This article follows on from Fighting totalitarianism: lessons from the White Rose resistance Part I

On 1 May 1942, after two years of National Labour Service, Sophie Scholl was finally able to join her brother Hans at Munich University. That night she was introduced to Alex Schmorell and told of the plans he and Hans had been hatching over the previous months to disseminate anti-Nazi leaflets. The following day Sophie asked her boyfriend if he could use his influence as a Luftwaffe officer to requisition a duplicating machine.

On starting her university studies in philosophy and natural science, Sophie entered a world which had become thoroughly Nazified. Munich was the largest university in Germany and like the rest had been purged under the official policy of Gleichschaltung, the enforced conformity that brought public institutions into line with Nazi ideology. The Minister for Culture in Bavaria had told the Munich professors that their job was not to determine whether something was true or not, but whether it was in the spirit of National Socialism. He had been the principal speaker in May 1933 when books deemed unacceptable were thrown onto a large bonfire in the centre of Munich, symbolising the purging of German culture from corruption. 

During the months that followed, hundreds of intellectuals were removed from universities across Germany; some academics fled the country, while others went to ground, but the majority simply went along with the new system, or in some cases, such as the philosopher Martin Heidegger, fully approved of Hitler. This state of affairs has been described as la trahison des clercs after the title of the novel The betrayal of the intellectuals (1927) by the French philosopher and novelist Julien Benda. 

Membership of the Hitler Youth Movement had been compulsory for several years, so the student body Sophie joined was largely Nazi in attitude and outlook, and Nazi policies were championed in both classroom and corridor. All student groups were strictly supervised by young zealots from the National Socialist Student Union who monitored the words and actions of students and professors alike. The ideological police were ever on the lookout for signs of defeatism, subversion or irreverence towards authority. On entering this world Sophie found that it was possible, by careful choice of subjects, to avoid courses in ‘racial hygiene’ and to outwit the system. Both philosophy and science contained pockets of comparative latitude, and there were other subjects that offered a haven and were receptive to dissidents.

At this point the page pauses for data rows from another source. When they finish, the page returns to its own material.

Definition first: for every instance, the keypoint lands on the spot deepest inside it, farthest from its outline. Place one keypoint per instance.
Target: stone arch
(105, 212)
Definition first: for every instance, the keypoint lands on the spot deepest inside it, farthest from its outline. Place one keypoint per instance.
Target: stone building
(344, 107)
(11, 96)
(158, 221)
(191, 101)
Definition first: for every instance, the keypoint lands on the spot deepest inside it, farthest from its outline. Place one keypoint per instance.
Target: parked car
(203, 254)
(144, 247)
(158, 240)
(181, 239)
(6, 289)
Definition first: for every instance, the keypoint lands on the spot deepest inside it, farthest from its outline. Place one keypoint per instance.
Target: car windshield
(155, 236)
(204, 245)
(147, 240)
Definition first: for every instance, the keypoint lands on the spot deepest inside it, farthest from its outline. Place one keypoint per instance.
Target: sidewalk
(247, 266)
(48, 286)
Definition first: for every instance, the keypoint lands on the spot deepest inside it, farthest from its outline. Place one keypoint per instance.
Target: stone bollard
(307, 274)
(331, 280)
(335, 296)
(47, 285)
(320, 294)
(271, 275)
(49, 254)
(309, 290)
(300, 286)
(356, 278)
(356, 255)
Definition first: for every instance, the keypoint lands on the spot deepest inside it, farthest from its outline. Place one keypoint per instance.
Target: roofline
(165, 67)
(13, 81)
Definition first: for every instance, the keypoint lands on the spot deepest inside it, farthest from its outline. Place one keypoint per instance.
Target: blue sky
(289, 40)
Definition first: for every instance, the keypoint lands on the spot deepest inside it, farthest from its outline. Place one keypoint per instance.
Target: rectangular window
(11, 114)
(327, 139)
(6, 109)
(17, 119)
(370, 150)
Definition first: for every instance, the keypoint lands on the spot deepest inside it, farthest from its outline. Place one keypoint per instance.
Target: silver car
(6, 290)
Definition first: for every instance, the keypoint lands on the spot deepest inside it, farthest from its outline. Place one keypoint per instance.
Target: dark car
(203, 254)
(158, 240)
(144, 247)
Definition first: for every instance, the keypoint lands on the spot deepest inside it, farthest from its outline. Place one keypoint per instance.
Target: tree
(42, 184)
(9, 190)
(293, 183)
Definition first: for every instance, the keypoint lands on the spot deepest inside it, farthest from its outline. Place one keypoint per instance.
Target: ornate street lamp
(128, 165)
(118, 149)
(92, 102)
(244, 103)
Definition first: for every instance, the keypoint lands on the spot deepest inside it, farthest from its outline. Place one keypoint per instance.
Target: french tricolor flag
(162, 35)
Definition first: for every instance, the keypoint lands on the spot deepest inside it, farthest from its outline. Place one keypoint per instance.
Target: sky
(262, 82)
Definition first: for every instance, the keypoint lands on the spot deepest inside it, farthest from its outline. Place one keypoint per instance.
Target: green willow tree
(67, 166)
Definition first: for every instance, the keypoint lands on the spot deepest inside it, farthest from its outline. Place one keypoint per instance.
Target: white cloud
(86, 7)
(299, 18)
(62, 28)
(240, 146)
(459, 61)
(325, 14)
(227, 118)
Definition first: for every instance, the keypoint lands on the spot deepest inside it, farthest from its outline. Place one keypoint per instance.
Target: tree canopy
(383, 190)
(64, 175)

The circle of friends that formed around Alex and Hans was not a formal club with its own rules and membership list, yet it had a well-defined identity and its unspoken standards were recognised by all within it. Those belonging could sense whether someone else should be allowed to join them; as one of them wrote in his diary, “We felt each other out”. 

Sophie was immediately welcomed into the circle, thanks to Hans, but others were accepted only with the utmost caution and over time. Fellow dissenters recognised each other when they withheld consent to remarks which were meant to attract approval; they used the term ‘Nazi’ because of its derogatory connotation, rather than dignifying it with the label ‘National Socialism’; they avoided, if possible, giving the ‘Heil Hitler’ salute; in conversation, if a wary exchange continued, code words were offered and deciphered on both sides until the moment came when, as one of them said,

“We understand each other”. 

Hans was also able to introduce Sophie to academic and literary dissidents that he had met through Carl Muth, the founding editor of the leading anti-Nazi journal Hochland (Highland), which the regime had closed down the previous year. The theologians, philosophers and other writers associated with Hochland helped the young students heighten their awareness of National Socialism’s wholesale threat to individual and collective morality and its perversion of human values. Muth in particular was delighted to get to know the younger dissidents, to explore their aspirations, to enlighten and to encourage them by means of serious conversation and correspondence. In turn, the younger generation helped Muth not to lose hope; for him they represented a ‘secret Germany’ who could uphold and pass on the values he cherished, the preservation of which he had made his life’s work. 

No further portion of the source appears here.